Historian Chris Keane has just launched his third book with strong Laois historical connections, The Crosbies of Cork, Kerry, Laois and Leinster.
It tells the story of a colourful family of Laois origins who achieved both fame and notoriety through the centuries, as reflected in the book sub-title, ‘Bards, Imposters, Landlords, Politicians, Aeronauts, Newspapers’.
The story begins with the MacCrossans who were the historic bards to Laois’s leading sept, the O’Moores, from ancient times.
When Laois was planted and renamed Queen’s County in the 16th century, two young MacCrossan brothers, whose homeland was in the Ballyfin/Clonenagh area, were fostered by Francis Cosby of Stradbally Hall, the first Cosby to arrive and settle in Ireland.
The brothers proceeded to renounce their Laois origins, changed their names to Patrick and John Crosbie and claimed to be newly arrived English gentry.
Their deceit was successful with Patrick becoming a leading landlord in both Laois and Kerry and John becoming Kerry’s second Protestant Bishop.
Patrick is best remembered now for transplanting substantial numbers of the Seven Septs of Laois to his large estate in Kerry.

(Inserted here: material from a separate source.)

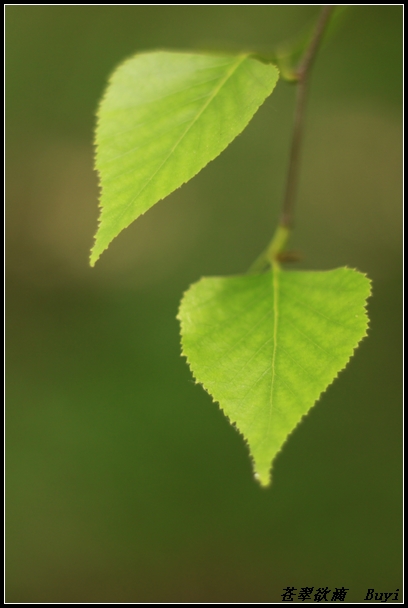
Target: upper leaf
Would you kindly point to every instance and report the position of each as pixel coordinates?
(266, 346)
(164, 116)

This story formed the basis for Chris Keane’s first book, ‘From Laois to Kerry’. While the Crosbies continued as leading and sometimes controversial landlords in Kerry for over three hundred years, the Laois Crosbies lost their estate including Crosbie castle in Ballyfin through being on the losing side in the conflict with Cromwell.
However, this branch of the family later re-established itself in Wicklow and Carlow and a later generation proceeded to make headlines in highly contrasting ways.
While Richard Crosbie of Wicklow, who became popularly known as Mr Balloon, achieved fame through becoming Ireland’s first aeronaut, his brother Sir Edward Crosbie was executed by the English as a suspected rebel leader in Carlow in the 1798 rebellion.
Yet another well-known branch of the extended family includes the Cork Crosbies of Examiner newspapers.
These Crosbies originated with a young journalist Thomas Crosbie who left his homeland in Kerry to build a newspaper dynasty which extended over five generations from the mid-1800s until finally taken over by The Irish Times in 2017.
Overall, the story of the MacCrossans or Crosbies of Laois origins provides an interesting insight into the ways in which a prominent family can change their allegiances so as to achieve survival and prosperity despite the many upheavals that have marked the history of Ireland through the centuries.